Blue Flower

Benzin im Blut und Eierlikör im Bild

Mit Bierglas und Zigarre hat Udo Lindenberg durch die Ausstellung „Porsche. Panik. Power“ im Museum des Sportwagenherstellers geführt. Seine Bilder sind unter anderem mit Eierlikör koloriert.

Stuttgart -

Hallöchen“: Mit Bierglas in der einen und Zigarre in der anderen Hand tigert Udo Lindenberg in die Ausstellung: brauner Hut, getönte Brille, ganz in schwarz mit grasgrünen Socken. Der 68-Jährige ist der Anführer des intimen Rundgangs durch die Schau „Porsche. Panik. Power“. Seine Kunstobjekte erläutert er im Dialog mit seinem Freund, dem Porsche-Gesamtbetriebsratsvorsitzenden Uwe Hück: „Wir sind beide Straßenköter.“

Die Udo-Schau im Porsche-Museum beginnt bei den Porträts seiner Eltern – die sinnliche Oberlippe stammt eindeutig von Mutter Hermine. In den Vitrinen breitet sich Lindenbergs Leben aus, vom Zeugnis aus der Grundschule Gronau (Handschrift: „ausreichend“) über erste Textentwürfe, Plattencover, die Stasi-Akte bis zur Suite im Hotel Atlantic und seinem schwarzen Panamera V 8 Bi Turbo. „Ich bin ein geschmeidiger Fahrer, nachts auf der Autobahn entstehen die geilsten Texte.“

 

Udo Lindenberg nuschelt das in die Kameras und Mikrofone, er ist in der Selbstinszenierung ein absoluter Medienprofi. Seine Entourage unterstützt allenthalben, mit einer neuen Cohiba, einem anderen Jackett. Allen voran sein künstlerischer Lehrer und Sprecher Manfred Besser. Er lenkt, springt bei, erträgt den Witznamen „van Gogh“ mit scheinbar stillem Schmerz.

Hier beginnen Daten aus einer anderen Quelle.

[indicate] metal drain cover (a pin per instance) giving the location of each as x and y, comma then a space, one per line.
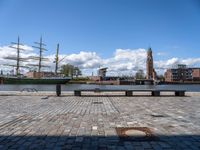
135, 133
97, 102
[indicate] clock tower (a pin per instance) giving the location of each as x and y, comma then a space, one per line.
149, 65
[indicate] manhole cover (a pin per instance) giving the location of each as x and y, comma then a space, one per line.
135, 133
97, 102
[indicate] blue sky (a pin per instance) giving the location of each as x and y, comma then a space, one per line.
170, 27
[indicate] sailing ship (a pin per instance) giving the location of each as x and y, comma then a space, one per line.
34, 77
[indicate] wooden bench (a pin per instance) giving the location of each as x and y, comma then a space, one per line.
130, 92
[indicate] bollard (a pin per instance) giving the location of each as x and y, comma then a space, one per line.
58, 89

Rückgrat der Schau sind rund 100 Bilder. Seine Werke koloriert Lindenberg auch schon mal mit Alkohol: „ Das ist Eierlikör, Blue Curaçao, Grenadine“, erklärt er am Werk. Mal posiert er auf einem Fahrzeug, mal gibt er ein Trommel-Solo zum Besten, zwischenzeitlich landet die Krawatte im Bierglas, jetzt tropft sie ein wenig, die gute Laune bleibt. Und man fragt sich wiederholt: Meint der das jetzt ernst?

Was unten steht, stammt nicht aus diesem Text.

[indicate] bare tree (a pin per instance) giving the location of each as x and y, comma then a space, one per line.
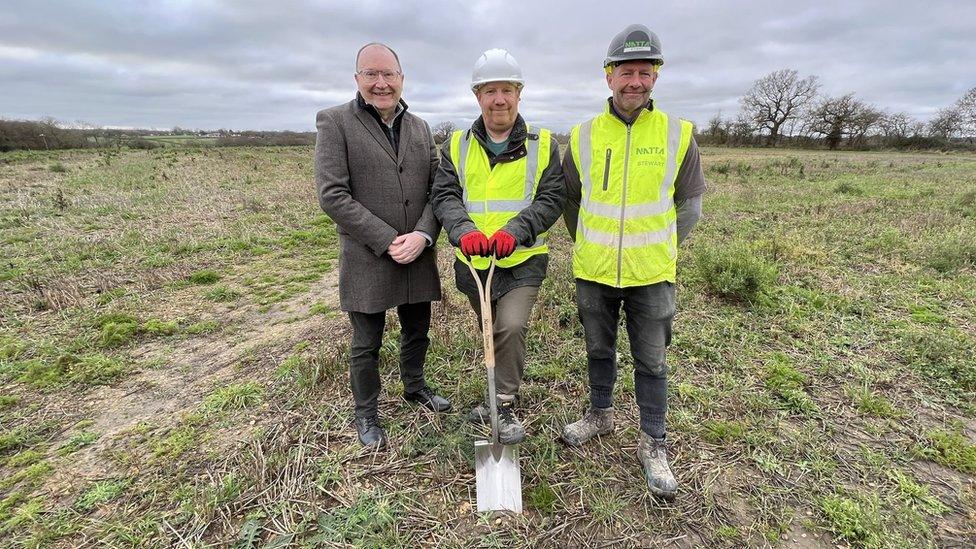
946, 124
777, 98
898, 125
837, 118
966, 106
442, 132
865, 119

Nach einer Stunde dürfen auch die geladenen 450 Gäste strömen. Udo malt artig ein kleines Likörell mit seinem Lieblingsmotiv: er selbst, mit drallbusiger Frau. Relaxt geht es zu auf der Vernissage, die auch die Party zum sechsten Museumsgeburtstag ist. Es gibt Krabbensalat und Currywurst, auf den Stufen plaudern die Herren Müller (Matthias, Porsche-Vorstand, und Richie, TV-Kommissar). Udo hat Pause.

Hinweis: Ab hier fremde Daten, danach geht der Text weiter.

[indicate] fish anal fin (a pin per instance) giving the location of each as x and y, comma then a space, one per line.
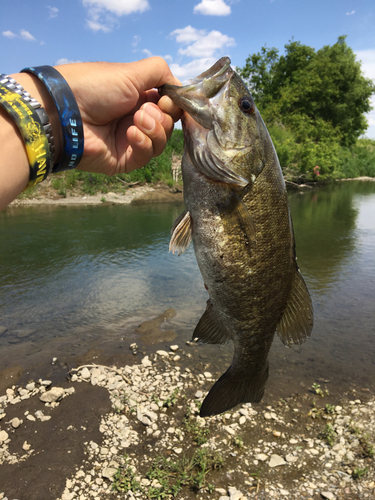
296, 322
235, 388
182, 233
238, 214
209, 330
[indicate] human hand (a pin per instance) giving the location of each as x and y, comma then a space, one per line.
125, 121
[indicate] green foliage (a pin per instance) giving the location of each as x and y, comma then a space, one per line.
329, 434
313, 103
124, 479
199, 433
187, 471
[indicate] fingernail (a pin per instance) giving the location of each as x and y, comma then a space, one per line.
155, 113
138, 136
146, 121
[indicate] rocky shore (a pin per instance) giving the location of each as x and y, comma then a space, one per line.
134, 432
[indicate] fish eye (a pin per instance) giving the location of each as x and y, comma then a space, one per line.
247, 105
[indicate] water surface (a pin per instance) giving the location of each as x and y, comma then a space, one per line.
71, 276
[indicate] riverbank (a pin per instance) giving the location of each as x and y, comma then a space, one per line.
159, 193
134, 432
145, 193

Kurz vor zehn ist er zurück, setzt sich ans Schlagzeug auf der Drehbühne, trommelt und bespritzt eine sieben Meter lange mit Comics verzierte Leinwand. „Damit kann ich die Farben rausballern, das ist mein Ejakulator.“ Ein bisschen Provokation beflügelt das Geschäft. Schließlich ist ein Teil der Werke käuflich, je zehn Prozent ihres Preises gehen an die Udo-Lindenberg-Stiftung mit Sitz in Calw und an das Kinderhospiz Stuttgart.

Und nach liebevollen Nachbereitungen des Werks mit Besen, Spraydosen und Stift nähert sich der Höhepunkt des Abends: ein Privatkonzert mit bis zu acht Mitgliedern des legendären Panikorchesters. Leichtfüßig tänzelnd und mit der unverkennbaren Schnarrstimme hebt Udo die ersten Worte von „Cello“ an. Er kommt ganz nah ran an die erste Reihe, dann nimmt er die Brille ab, ein kollektives weibliches Aufstöhnen.

Vor dem „Mädchen aus Ostberlin“ gurgelt Udo mit Eierlikör, und zu Hits wie „Horizont“ oder der „Andrea Doria“ rollt natürlich auch der „Sonderzug nach Pankow“ durchs Museum. Noch einmal schleudert Udo das Mikro im Kreis, ein Zug aus der Zigarre, dann schaltet er den Turbo runter. Was würde er dazu sagen? „Geile Show“.